At the time of the reflection, colleges expected to be serving students in multiple modalities, including hybrid flexible (HyFlex) courses.

Virtual Student Support Services
Respondents discussed at great length steps to meet students’ basic needs as a result of the pandemic and the continued work to move advising to virtual formats as their institutions shifted to online learning. This shift was successful for the majority of colleges and something that many colleges are planning to continue even when campuses are fully open. Virtual advising helped colleges provide services beyond the workday, and often increased attendance since students did not need to travel to campus to access their counselors.

“Dependence on virtual communication has awakened a new element of creativity for reaching out to students, from recruitment to counseling to student activities. The virtual solutions developed during the pandemic have, in many cases, democratized and even expanded participation. There will be many of these necessity-driven communication and support solutions that will be carried over into the new normal.”

For some colleges virtual services went beyond advising. Colleges created virtual one-stop centers to provide easy access for students. Colleges invested in chatbots and infrastructure to allow students to make appointments easily and make virtual student services more sustainable for the future.

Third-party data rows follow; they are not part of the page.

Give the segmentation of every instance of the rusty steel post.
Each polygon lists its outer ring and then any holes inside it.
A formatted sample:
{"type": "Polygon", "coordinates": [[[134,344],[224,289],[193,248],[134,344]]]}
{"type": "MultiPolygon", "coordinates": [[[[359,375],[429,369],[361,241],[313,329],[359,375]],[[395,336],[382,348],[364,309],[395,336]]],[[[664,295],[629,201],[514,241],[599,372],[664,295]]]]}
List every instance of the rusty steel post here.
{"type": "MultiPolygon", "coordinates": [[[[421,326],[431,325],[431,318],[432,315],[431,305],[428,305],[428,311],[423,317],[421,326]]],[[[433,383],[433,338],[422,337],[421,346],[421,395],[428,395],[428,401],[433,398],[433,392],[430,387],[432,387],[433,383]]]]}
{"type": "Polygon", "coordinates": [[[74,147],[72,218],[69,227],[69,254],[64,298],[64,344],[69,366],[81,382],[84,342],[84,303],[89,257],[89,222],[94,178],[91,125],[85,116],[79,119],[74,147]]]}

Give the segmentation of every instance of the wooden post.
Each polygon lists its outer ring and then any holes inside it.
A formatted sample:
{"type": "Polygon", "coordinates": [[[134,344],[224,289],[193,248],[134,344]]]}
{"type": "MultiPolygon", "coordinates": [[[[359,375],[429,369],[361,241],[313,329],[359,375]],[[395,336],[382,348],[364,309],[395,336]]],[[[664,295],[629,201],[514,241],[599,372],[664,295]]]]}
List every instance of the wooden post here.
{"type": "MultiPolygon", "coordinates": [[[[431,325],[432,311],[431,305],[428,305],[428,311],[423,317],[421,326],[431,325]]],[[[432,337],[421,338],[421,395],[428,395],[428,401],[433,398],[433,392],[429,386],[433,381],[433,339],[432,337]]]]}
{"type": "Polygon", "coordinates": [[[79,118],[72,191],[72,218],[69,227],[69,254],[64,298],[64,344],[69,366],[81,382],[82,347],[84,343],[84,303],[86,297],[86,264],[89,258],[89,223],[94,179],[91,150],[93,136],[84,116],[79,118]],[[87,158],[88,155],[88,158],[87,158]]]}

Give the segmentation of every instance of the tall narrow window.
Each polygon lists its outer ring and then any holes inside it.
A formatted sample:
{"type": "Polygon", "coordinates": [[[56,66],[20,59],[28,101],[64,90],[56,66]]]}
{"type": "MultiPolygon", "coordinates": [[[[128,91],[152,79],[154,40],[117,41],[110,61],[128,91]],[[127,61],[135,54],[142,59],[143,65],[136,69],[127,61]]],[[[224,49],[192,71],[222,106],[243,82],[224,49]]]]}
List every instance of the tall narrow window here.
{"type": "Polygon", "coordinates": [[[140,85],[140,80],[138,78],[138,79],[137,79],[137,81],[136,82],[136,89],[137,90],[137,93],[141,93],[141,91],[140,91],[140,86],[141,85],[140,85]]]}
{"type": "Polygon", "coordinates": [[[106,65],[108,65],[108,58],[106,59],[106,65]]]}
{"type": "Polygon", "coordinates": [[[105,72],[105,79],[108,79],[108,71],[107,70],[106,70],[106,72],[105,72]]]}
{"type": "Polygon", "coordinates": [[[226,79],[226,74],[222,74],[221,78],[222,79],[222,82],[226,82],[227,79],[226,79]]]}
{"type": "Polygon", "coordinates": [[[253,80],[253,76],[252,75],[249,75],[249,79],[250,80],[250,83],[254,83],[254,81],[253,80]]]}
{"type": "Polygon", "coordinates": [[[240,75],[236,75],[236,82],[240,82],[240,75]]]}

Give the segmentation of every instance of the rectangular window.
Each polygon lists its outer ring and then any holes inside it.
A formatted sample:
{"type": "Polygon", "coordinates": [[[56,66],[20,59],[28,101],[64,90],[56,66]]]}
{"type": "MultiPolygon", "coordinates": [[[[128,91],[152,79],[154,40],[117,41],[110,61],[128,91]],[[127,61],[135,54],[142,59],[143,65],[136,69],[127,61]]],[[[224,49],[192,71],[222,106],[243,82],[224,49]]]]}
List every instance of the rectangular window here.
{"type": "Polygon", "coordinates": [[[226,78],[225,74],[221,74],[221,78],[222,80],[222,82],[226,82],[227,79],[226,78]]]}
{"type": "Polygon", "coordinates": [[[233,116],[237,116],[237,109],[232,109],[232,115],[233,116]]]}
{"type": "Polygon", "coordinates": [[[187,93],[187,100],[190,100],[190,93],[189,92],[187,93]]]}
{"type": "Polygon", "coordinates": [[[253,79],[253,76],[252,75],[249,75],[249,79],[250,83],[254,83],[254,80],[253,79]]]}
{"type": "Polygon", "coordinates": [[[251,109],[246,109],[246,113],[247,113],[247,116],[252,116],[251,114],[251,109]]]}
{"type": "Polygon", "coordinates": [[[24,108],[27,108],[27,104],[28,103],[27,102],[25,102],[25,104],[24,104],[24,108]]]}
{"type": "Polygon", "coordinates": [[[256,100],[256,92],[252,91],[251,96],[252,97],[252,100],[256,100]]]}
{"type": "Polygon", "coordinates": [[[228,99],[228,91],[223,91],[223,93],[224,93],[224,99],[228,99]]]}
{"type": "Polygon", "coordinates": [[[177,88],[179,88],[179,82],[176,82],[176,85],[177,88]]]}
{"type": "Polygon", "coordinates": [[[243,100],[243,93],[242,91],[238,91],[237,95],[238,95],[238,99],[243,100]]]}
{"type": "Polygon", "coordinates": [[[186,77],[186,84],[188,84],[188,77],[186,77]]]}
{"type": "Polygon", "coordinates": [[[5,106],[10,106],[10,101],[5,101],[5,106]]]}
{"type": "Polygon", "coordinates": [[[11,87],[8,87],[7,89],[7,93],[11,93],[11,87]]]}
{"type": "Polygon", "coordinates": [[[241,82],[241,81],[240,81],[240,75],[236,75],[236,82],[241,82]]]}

“The lasting lesson for the college is that this virtual interaction, engagement and connection needs to continue as a valuable option even as more teaching and service provision goes back to face to face. Allowing students to continue using virtual options will significantly impact student success, retention and completion.”

Final Thoughts

Working with capacity constraints and new demands, ATD Network institutions continued to adapt and innovate in one of the most challenging years in memory. By and large, they continued to make progress in transforming their operations by providing new ways of supporting students and their learning, responding to the economic and workforce needs of communities, and moving equity from guiding principle into action, taking strategic steps to eliminate structures and policies that limit student success.

The issues that surfaced in these reflections will likely come as little surprise to ATD Network leaders who have experienced so many challenges over the last two years. By sharing this information, we hope that colleges in the Network will get a glimpse of what institutional transformation looks like even in the most challenging circumstances and that leaders can use this to gauge their own progress and challenges within a broader perspective.

We believe that the ability of our institutions to press on with the hard work of organizational improvement during the pandemic and the new recession, to rethink enrollment and access, to put equity at the center of our work and find new ways to leverage our localness, are essential steps to secure the future of our institutions and our sector.

We hope that these reflections provide an opportunity for Network colleges to take note of the experiences of others and be inspired by and continue to learn from each other. We will use the extensive data and observations we have gathered to inform all aspects of Achieving the Dream’s work. We will use the information you have shared to continue to align our priorities, programming, services, and coaching to meet the ongoing and emerging needs of our Network colleges.